Worms found to seek temperatures higher than those preferred by any other known species
CAMBRIDGE, Mass. — Scientists have found that worms dwelling at deep-sea hydrothermal vents opt for temperatures of 45-55 degrees Celsius (113-131 degrees Fahrenheit) when given a choice of conditions, giving them the highest thermal preference of any animal studied to date. This unique preference for extreme temperatures may be the undersea worms’ meal ticket, since they are apparently the only animals able to access — and feast on — lush mats of bacteria that thrive around deep-sea vents.
The research is described this week in the journal Science.
Authors Peter R. Girguis of Harvard University and Raymond W. Lee of Washington State University studied Paralvinella sulfincola, a member of the Alvinellidae family of worms dwelling at ocean depths of some 2,200 meters off the Pacific coast of Washington. When the researchers placed them within a special high-pressure seawater aquarium with a sharp temperature gradient, these worms chose to remain at roughly 50 degrees Celsius for the duration of a seven-hour experiment.
“This is far longer than animals have survived other thermo-tolerance studies, where scientists exposed individuals to high temperatures for 15 to 30 minutes, as long as it took for half of them to die,” says Girguis, assistant professor of organismic and evolutionary biology in Harvard’s Faculty of Arts and Sciences. “Unlike many animals found in hot habitats, which merely tolerate extreme temperatures, these worms actually prefer temperatures around 50 degrees Celsius.”
Girguis likens the worms’ deep-sea habitat to a pot of scalding water heating inside a freezer. At extreme undersea pressures, water will not boil, so deep-sea thermal vents jet out water that remains liquid at temperatures of up to 350 degrees Celsius (662 degrees Fahrenheit). Because the surrounding seawater is barely above freezing, a steep and variable temperature gradient exists around the thermal vents, making it difficult to measure precisely the deep-sea temperatures survived by Alvinellid worms.
Rather than taking submarine-borne thermometers to the worms’ remote habitat, Girguis and Lee brought the worms to their special aquarium, leaving the deep-sea creatures free to choose any temperature between 20 and 61 degrees Celsius (58 and 142 degrees Fahrenheit). When this thermal gradient was established, all the worms migrated to parts of the tank registering 45 to 55 degrees Celsius.

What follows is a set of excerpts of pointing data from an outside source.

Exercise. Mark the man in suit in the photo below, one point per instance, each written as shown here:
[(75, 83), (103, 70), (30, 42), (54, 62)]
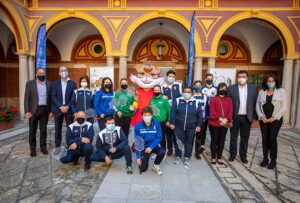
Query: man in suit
[(37, 108), (244, 96), (61, 95)]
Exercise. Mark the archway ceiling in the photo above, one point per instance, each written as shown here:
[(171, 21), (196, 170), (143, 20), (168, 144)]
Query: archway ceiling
[(67, 33), (256, 34)]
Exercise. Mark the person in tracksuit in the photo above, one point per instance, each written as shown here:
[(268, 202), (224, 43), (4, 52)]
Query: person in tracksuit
[(79, 138), (172, 89), (112, 143), (203, 103), (103, 102), (82, 99), (150, 131), (187, 116), (209, 90), (161, 112)]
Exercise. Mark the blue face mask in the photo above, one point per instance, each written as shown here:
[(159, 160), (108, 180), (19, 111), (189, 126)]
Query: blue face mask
[(197, 89), (271, 85), (147, 119), (110, 127)]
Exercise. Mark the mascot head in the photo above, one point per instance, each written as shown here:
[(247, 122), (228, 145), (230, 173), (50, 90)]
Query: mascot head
[(147, 77)]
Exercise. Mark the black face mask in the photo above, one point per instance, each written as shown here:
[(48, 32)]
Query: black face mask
[(80, 120), (41, 77), (107, 86), (223, 92), (124, 87), (156, 94)]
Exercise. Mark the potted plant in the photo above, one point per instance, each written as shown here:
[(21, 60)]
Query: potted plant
[(8, 115)]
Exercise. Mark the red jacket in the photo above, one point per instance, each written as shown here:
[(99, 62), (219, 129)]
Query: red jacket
[(215, 109)]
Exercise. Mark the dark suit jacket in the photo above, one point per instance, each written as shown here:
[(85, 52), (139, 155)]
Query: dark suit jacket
[(233, 93), (56, 95), (31, 98)]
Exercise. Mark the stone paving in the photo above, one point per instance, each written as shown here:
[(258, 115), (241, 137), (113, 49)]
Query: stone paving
[(43, 179)]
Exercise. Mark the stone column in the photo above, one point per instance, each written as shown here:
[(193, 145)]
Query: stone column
[(123, 67), (31, 67), (198, 68), (23, 78), (110, 61), (211, 63), (287, 84)]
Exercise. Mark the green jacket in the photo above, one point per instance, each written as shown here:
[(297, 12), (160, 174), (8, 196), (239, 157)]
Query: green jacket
[(122, 103), (161, 109)]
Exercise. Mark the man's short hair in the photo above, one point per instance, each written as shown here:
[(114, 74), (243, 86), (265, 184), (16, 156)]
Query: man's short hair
[(147, 109)]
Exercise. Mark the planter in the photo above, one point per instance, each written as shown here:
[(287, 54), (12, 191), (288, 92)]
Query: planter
[(6, 125)]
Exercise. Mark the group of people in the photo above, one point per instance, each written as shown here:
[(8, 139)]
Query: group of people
[(177, 117)]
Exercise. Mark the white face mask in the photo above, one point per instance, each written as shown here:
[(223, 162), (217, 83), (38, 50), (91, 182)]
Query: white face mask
[(242, 81), (83, 84)]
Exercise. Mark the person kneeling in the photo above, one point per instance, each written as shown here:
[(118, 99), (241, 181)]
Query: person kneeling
[(150, 131), (112, 143), (79, 139)]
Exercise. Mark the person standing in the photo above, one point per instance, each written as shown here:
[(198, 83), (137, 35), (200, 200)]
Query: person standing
[(200, 136), (37, 107), (270, 106), (103, 102), (161, 112), (173, 90), (220, 108), (209, 90), (244, 97), (186, 118), (61, 95), (82, 98), (123, 101)]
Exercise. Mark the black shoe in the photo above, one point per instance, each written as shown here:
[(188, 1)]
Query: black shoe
[(231, 158), (169, 153), (197, 156), (272, 164), (75, 162), (264, 163), (87, 165), (33, 153), (244, 161)]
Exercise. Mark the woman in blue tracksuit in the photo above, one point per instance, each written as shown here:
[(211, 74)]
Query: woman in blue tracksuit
[(103, 102), (82, 98), (187, 116)]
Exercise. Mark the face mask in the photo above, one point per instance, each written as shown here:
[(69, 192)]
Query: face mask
[(107, 86), (223, 92), (156, 94), (242, 81), (187, 96), (83, 84), (271, 85), (147, 119), (209, 82), (197, 89), (80, 120), (170, 80), (124, 87), (64, 74), (41, 77), (110, 127)]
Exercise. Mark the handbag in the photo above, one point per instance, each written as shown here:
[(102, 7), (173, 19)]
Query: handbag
[(228, 124)]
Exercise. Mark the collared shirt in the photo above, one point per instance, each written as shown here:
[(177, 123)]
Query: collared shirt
[(42, 93), (63, 88), (243, 92)]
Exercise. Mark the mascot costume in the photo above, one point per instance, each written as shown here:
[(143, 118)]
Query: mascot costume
[(145, 80)]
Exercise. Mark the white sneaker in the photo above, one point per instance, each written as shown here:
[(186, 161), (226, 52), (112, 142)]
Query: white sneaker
[(156, 169), (176, 161), (186, 163)]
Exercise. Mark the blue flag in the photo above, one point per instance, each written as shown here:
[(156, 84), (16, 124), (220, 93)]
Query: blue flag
[(191, 52), (40, 53)]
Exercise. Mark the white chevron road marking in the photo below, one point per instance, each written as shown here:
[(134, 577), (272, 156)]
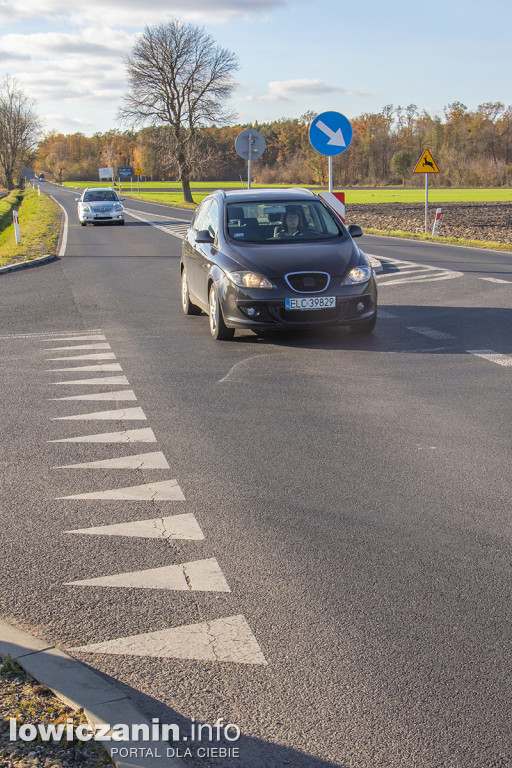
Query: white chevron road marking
[(196, 576), (166, 490), (171, 527), (129, 414), (145, 435), (223, 640), (122, 394), (153, 460)]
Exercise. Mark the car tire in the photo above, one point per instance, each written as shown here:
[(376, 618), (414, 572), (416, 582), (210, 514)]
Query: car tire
[(218, 328), (186, 304), (366, 327)]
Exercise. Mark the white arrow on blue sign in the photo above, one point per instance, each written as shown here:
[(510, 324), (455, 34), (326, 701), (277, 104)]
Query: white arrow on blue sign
[(330, 133)]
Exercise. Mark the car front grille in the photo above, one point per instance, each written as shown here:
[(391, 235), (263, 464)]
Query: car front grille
[(308, 282)]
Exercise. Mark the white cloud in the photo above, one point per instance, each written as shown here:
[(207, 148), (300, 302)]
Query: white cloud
[(289, 90), (133, 13)]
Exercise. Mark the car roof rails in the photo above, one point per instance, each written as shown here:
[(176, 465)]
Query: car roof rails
[(304, 189)]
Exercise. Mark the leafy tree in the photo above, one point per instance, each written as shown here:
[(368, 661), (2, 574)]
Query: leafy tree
[(19, 129), (180, 77)]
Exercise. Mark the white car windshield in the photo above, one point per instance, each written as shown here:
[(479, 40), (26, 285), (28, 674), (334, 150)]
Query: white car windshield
[(99, 196), (259, 222)]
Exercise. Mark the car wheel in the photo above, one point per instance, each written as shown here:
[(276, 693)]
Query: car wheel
[(186, 304), (218, 327), (366, 327)]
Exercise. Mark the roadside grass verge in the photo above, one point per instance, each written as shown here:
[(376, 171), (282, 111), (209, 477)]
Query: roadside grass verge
[(40, 224), (489, 245)]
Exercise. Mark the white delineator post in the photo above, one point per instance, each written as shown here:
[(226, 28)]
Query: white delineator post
[(336, 201), (436, 222), (16, 226)]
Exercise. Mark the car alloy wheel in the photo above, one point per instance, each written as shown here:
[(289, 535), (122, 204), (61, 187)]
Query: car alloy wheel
[(218, 328)]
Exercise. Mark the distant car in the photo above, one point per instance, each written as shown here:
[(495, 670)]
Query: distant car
[(272, 258), (99, 205)]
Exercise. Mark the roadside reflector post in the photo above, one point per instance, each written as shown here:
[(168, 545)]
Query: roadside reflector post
[(16, 227), (436, 222)]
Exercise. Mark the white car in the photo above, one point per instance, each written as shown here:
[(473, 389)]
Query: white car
[(100, 204)]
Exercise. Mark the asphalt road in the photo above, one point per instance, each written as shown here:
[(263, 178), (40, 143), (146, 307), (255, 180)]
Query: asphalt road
[(352, 494)]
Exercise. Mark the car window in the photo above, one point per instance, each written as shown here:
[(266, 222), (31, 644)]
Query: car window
[(98, 196), (199, 218), (281, 221), (211, 221)]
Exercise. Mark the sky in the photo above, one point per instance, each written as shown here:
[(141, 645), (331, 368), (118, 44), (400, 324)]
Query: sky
[(294, 55)]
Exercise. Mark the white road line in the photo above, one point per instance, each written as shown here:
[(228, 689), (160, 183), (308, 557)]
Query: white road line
[(117, 380), (172, 527), (229, 639), (130, 414), (96, 337), (430, 332), (144, 435), (78, 346), (195, 576), (178, 229), (167, 490), (123, 394), (153, 460), (106, 368), (492, 356), (92, 356)]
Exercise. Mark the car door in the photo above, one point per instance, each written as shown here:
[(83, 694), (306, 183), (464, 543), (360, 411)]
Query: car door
[(192, 251)]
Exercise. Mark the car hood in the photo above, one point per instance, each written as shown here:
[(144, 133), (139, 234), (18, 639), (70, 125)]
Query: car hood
[(334, 257)]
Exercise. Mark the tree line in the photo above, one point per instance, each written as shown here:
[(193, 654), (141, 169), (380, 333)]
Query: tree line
[(471, 148), (177, 126)]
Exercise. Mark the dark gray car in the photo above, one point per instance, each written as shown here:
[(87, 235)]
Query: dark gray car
[(268, 259)]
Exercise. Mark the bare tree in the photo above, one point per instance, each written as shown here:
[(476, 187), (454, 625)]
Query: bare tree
[(19, 129), (179, 76)]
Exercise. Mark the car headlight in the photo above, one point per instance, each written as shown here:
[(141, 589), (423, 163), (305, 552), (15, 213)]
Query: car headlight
[(359, 274), (249, 280)]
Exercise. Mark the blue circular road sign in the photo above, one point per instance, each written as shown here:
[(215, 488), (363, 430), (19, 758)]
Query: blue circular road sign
[(330, 133)]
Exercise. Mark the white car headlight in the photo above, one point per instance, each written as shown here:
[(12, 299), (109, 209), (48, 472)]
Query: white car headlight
[(249, 280), (359, 274)]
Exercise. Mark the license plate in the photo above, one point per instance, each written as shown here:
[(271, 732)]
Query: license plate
[(311, 302)]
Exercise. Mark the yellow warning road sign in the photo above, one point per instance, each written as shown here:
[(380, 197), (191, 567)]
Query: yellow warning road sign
[(426, 163)]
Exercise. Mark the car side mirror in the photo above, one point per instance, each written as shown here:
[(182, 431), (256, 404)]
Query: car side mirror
[(203, 236), (355, 230)]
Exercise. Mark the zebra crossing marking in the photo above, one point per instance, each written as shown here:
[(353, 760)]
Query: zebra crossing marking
[(228, 639), (196, 576)]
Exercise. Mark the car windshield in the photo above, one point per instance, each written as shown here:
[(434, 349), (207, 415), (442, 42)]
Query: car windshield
[(259, 222), (99, 196)]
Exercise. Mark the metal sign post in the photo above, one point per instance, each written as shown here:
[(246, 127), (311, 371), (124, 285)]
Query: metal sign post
[(330, 134), (250, 145), (426, 164)]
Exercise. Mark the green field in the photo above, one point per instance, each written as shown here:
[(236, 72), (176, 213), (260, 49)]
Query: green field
[(170, 192)]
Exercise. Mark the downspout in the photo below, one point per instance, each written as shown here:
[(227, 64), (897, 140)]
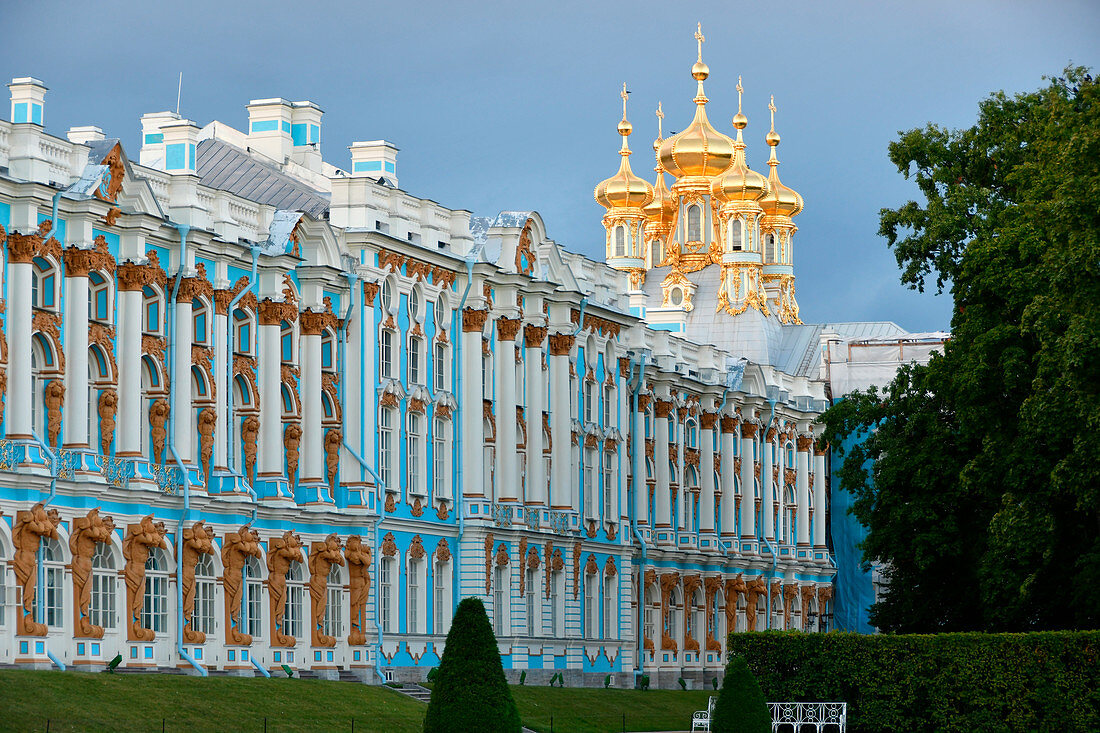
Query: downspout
[(171, 331), (229, 376), (771, 548), (634, 520), (342, 349)]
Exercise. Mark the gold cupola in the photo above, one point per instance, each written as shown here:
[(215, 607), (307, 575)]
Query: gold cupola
[(624, 189), (739, 183), (700, 150), (781, 200)]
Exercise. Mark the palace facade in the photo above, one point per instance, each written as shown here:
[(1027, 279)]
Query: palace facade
[(262, 409)]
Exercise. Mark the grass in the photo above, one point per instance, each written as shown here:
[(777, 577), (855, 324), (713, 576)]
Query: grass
[(124, 703)]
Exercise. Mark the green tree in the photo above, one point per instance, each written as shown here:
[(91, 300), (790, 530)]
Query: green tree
[(978, 476), (740, 707), (471, 692)]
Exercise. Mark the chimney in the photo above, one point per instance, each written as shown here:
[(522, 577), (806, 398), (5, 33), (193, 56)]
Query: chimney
[(270, 128), (373, 160), (306, 134), (152, 139), (85, 134), (28, 99), (180, 138)]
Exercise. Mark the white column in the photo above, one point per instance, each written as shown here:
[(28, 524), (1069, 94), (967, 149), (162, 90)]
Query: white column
[(19, 402), (662, 500), (560, 439), (728, 501), (221, 360), (820, 500), (768, 527), (473, 474), (184, 416), (802, 488), (706, 473), (270, 448), (128, 435), (76, 348), (504, 370), (536, 401), (748, 498), (311, 468)]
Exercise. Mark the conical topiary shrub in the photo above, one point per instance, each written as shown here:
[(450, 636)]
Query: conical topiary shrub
[(740, 707), (470, 691)]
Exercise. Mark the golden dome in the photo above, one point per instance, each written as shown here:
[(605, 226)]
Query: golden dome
[(781, 200), (739, 183), (700, 150), (624, 189)]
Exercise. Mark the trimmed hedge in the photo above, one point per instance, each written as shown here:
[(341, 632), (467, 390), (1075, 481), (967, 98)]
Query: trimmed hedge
[(965, 682)]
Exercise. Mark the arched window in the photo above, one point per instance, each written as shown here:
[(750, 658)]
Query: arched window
[(154, 613), (53, 595), (99, 297), (386, 442), (694, 223), (202, 619), (252, 599), (333, 606), (101, 611), (151, 321), (242, 338), (735, 234)]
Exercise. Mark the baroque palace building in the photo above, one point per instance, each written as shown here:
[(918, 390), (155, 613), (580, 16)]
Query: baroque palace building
[(260, 409)]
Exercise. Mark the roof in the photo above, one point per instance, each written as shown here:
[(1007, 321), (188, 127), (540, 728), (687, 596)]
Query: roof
[(230, 168)]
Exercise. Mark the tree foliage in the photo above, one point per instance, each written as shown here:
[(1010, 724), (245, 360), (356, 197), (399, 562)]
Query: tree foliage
[(983, 498), (471, 692), (740, 707)]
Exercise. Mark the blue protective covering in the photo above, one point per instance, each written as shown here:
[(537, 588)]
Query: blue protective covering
[(855, 592)]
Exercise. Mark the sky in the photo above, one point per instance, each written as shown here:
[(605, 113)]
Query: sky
[(514, 106)]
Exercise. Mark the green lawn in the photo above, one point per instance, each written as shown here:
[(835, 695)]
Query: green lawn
[(138, 703)]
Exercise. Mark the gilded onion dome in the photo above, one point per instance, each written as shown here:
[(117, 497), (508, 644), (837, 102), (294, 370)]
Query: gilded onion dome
[(781, 200), (624, 189), (700, 150), (739, 183), (661, 211)]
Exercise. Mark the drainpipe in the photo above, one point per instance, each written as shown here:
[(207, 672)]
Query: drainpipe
[(229, 376), (183, 229), (55, 467), (459, 504), (342, 350), (640, 633), (771, 548)]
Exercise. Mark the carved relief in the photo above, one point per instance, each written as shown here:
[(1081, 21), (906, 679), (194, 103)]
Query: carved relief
[(281, 553), (141, 538), (322, 556), (29, 529), (88, 532), (235, 550), (358, 556), (107, 407), (198, 539)]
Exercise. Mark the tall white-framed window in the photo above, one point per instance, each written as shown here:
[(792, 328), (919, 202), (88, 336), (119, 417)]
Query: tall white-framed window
[(154, 613), (105, 581), (294, 609), (202, 619), (386, 446), (415, 455), (386, 354), (439, 368), (333, 605), (252, 599)]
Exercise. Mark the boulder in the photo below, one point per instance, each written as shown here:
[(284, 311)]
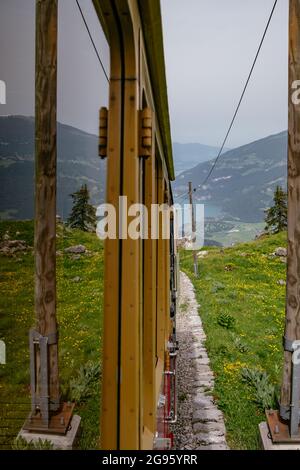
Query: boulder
[(76, 249), (280, 252)]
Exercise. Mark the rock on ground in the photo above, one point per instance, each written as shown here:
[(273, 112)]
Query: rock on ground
[(76, 249), (200, 424)]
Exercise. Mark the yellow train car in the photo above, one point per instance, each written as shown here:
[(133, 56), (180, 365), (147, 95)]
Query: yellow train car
[(139, 355)]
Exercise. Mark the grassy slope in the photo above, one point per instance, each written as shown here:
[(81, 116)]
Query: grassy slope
[(79, 317), (248, 290)]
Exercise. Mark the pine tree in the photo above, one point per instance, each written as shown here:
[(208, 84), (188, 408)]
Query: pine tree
[(83, 214), (276, 216)]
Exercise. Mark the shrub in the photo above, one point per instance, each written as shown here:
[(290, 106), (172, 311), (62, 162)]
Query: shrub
[(85, 384), (264, 390), (226, 321)]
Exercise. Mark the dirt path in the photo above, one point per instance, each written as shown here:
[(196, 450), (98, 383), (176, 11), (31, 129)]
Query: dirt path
[(200, 424)]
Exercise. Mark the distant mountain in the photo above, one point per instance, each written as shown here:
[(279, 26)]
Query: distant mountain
[(78, 163), (187, 156), (244, 180)]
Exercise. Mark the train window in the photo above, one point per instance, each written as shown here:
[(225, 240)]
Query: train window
[(82, 89)]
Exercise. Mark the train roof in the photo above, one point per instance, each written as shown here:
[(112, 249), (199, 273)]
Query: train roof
[(150, 12)]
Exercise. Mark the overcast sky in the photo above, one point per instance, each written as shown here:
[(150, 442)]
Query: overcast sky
[(209, 48), (82, 87)]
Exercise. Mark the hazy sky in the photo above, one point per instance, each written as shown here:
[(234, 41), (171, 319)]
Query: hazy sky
[(82, 88), (209, 48)]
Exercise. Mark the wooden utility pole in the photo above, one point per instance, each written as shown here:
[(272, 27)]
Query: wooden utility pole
[(193, 228), (45, 188), (291, 381)]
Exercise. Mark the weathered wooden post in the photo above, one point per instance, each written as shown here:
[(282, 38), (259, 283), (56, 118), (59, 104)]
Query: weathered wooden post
[(45, 192), (284, 426), (290, 393), (193, 228), (47, 413)]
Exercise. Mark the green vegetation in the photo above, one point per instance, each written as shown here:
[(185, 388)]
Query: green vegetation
[(246, 358), (83, 214), (233, 232), (276, 216), (80, 297)]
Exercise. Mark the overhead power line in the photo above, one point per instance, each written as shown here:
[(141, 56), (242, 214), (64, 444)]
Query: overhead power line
[(92, 41), (239, 103)]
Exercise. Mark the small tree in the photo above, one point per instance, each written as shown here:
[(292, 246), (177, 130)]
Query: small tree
[(276, 216), (83, 214)]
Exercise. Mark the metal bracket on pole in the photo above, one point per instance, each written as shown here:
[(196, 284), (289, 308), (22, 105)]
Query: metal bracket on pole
[(292, 412), (41, 400)]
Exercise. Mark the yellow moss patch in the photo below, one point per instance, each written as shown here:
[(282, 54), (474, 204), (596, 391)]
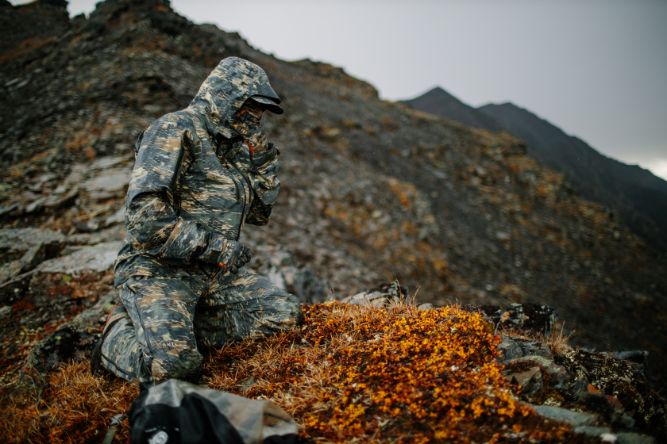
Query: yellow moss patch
[(349, 373), (362, 373)]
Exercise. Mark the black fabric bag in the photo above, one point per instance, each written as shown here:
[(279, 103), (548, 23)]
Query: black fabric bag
[(177, 412)]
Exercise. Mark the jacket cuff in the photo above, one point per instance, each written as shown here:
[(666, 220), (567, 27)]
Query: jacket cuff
[(184, 241)]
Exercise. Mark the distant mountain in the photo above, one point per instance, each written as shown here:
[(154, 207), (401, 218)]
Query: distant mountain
[(637, 196), (440, 102), (371, 190)]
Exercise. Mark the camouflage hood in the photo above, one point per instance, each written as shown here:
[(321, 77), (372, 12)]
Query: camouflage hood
[(225, 90)]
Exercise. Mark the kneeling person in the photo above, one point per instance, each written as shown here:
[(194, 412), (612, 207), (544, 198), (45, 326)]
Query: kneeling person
[(199, 175)]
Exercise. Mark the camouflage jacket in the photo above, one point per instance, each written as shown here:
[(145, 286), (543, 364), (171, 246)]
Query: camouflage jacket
[(195, 181)]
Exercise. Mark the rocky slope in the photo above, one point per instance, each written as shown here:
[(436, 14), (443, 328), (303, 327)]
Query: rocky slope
[(632, 193), (372, 191)]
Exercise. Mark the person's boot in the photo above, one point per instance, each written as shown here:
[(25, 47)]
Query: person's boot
[(96, 367)]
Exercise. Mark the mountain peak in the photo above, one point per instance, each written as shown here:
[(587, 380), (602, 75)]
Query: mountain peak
[(440, 102)]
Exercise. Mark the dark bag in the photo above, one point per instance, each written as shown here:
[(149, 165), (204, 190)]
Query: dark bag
[(179, 412)]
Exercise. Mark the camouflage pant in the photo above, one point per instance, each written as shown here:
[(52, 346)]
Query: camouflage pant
[(166, 319)]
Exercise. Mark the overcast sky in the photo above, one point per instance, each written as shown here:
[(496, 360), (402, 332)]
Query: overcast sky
[(595, 68)]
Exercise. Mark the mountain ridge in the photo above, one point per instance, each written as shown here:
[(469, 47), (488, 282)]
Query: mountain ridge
[(622, 188), (372, 190)]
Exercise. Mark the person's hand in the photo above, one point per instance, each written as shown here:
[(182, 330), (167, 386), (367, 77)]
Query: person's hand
[(235, 256)]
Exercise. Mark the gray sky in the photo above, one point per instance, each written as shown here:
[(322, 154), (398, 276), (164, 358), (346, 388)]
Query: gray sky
[(595, 68)]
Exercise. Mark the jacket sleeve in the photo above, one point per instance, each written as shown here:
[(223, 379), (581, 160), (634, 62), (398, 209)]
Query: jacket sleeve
[(262, 172), (152, 212)]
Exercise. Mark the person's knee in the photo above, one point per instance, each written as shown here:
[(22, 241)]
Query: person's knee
[(284, 310), (180, 364)]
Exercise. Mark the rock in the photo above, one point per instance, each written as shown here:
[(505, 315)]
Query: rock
[(15, 241), (104, 163), (56, 348), (5, 311), (557, 375), (633, 438), (73, 338), (560, 414), (115, 233), (529, 380), (107, 184), (15, 288), (513, 347), (535, 318), (308, 286), (592, 430), (383, 296), (94, 258)]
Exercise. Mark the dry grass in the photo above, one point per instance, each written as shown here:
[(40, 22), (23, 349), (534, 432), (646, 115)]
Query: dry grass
[(350, 373)]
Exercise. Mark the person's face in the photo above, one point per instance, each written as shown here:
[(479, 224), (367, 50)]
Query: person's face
[(247, 120)]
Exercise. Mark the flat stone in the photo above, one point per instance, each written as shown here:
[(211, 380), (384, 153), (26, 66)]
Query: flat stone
[(110, 181), (5, 311), (96, 258), (103, 163), (529, 380), (22, 239), (382, 296), (634, 438), (575, 419), (513, 347), (592, 430), (558, 375)]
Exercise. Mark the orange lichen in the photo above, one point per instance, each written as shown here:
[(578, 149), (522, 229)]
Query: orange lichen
[(349, 373), (373, 374)]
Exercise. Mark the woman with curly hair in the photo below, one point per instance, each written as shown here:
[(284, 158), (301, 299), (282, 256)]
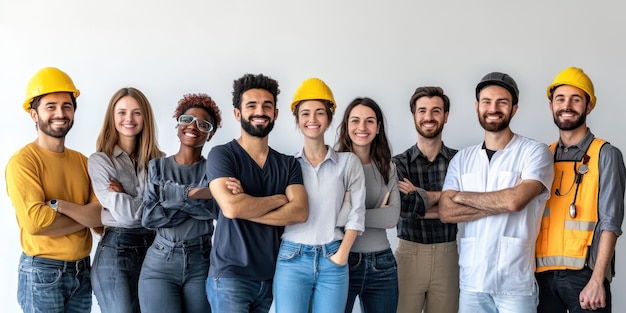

For seven hours the worms chose to remain at around 50 degrees Celsius, performing their normal behaviors. Other inhabitants of equally inhospitable environments are known to die fairly quickly under such conditions; in one previous study of desert fire ants, all died within one minute of exposure to a temperature of 55 degrees Celsius. Such ants will survive brief forays into similarly hot areas to obtain food, but do not choose to remain in superheated environs as Alvinellids do.
“We speculate that these worms have evolved to prefer and tolerate these temperatures because it allows them to graze on bacterial lawns that no other organism can access,” Girguis says. “Bacteria can survive much higher temperatures than animals, and often grow in lush mats, or lawns, in areas too hot to support animal life.”
Girguis and Lee’s research was funded by the National Science Foundation, the West Coast and Polar Regions National Undersea Research Center, and the Packard Foundation of the Monterey Bay Aquarium Research Institute.